Case Study 1
The client is an upscale, national retailer who has just completed a multi-million dollar renovation of their anchor store. The renovation included elaborate marble and stone floor surfaces in each public entrance, a complete redesign of the restrooms from floor to ceiling and the introduction of 2 new cafes and a restaurant.
Upon the completion of the construction, the general contractor requested final payment. While the general contractor appeared to have lived up to or exceeded the construction contract specifications, two questions remained. How do we maintain these new floor surfaces and are they as safe, or safer, than the ones they replaced?
Call to Action
Coefficient of Friction (COF) tests were conducted on all non-carpeted surfaces in the store, both the new surfaces and those untouched. These comprehensive tests included allowing for multiple conditions, i.e. wet or dry, static or dynamic, multiple shoe surfaces and also east/west and north/south. A detailed report was produced that included the results of all the tests in a tabular form, visual representation of each surface and each condition and finally a narrative offering a summary interpretation of the results.
The general contractor was found to be in compliance with the required level of slip resistance for the new surfaces, however, this compliance only included the static, dry COF's. Under wet and dynamic conditions for each of the shoe surfaces, the desired safety levels were significantly lacking. Short of covering up the new floor surfaces with mats, the retailer was at risk.
Working together, the retailer was introduced to a new cleaning program offered by a different company that when implemented maintained the desired levels under wet conditions for both static and dynamic testing
Case Study 2
The client is a law firm that represents several grocery store chains on the west coast. It works closely with its client's safety managers in reviewing safety procedure and methods to insure they are prepared to respond to potential slip and fall injury claims by both employees and customers.
The law firm has read reports that with the downturn in the economy slip and fall claims are on the rise in parts of the country. They took reactive steps to review and compare the slip and fall claims of their clients' stores for the present year and compare them to previous years. They found that there has been a very slight increase.
Call to Action
To prepare to respond to a potential increase in fraudulent slip and fall cases the law firm has asked their clients to acquire Coefficient of Friction (COF) tests on all non-carpeted surfaces. The law firm requested that all conditions, i.e. wet or dry, static or dynamic, and multiple shoe surfaces be tested. They also requested that regular testing be done and that test results be provided.

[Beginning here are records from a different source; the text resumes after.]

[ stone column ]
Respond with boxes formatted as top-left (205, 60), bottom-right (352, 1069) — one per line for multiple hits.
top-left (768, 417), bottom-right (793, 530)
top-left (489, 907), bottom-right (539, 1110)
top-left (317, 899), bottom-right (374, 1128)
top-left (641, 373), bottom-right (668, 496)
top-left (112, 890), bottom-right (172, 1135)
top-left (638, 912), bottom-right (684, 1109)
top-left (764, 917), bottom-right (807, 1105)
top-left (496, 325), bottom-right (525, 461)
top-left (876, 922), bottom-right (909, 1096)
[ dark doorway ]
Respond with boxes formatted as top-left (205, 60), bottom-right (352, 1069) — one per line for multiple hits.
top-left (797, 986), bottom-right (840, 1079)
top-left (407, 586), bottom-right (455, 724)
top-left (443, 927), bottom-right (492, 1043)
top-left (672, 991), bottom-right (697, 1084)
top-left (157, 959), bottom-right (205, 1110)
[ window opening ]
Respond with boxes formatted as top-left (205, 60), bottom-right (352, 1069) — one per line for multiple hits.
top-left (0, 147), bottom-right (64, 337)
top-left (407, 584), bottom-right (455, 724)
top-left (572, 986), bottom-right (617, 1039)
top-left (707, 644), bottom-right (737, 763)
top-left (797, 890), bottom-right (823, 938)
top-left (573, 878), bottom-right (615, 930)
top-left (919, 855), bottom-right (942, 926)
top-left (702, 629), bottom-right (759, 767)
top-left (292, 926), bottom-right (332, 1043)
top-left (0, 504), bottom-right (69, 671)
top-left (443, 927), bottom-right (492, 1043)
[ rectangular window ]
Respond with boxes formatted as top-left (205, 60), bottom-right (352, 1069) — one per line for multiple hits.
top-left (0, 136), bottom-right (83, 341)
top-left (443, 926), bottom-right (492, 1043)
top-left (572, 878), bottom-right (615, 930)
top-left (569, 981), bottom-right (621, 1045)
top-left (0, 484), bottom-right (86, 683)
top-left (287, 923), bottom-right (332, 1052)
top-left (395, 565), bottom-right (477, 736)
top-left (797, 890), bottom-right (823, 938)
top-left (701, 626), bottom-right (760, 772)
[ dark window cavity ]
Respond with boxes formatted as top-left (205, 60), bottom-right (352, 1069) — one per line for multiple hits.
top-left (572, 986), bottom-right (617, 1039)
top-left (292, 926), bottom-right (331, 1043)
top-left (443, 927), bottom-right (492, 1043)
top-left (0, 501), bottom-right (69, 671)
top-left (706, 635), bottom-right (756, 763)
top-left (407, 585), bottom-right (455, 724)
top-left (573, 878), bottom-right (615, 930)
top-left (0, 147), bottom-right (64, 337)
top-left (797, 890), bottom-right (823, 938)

The findings of the test revealed that the majority of floor surfaces were at a sufficient level of COE in both dry and wet conditions. But in a number of stores of one client there was found to be a below standard level of COF. In further review it was found that in some cases it was training issues of the cleaning crew and management of the cleaning schedule and some cleaning equipment also needed servicing. All issues were responded to and the floors retested to confirm the COF. Continued testing and reporting was provided as part of the client's safety program.
Working proactively together with the law firm a new standard was established to confirm the quality of the floor surface slip resistance. With the confidential reporting in hand the law firm's clients were assured that the floor surface met or exceeded an acceptable COF. This established a higher standard for safety for employees and customers and the law firm was given an advantage in responding to future fraudulent slip and fall claims.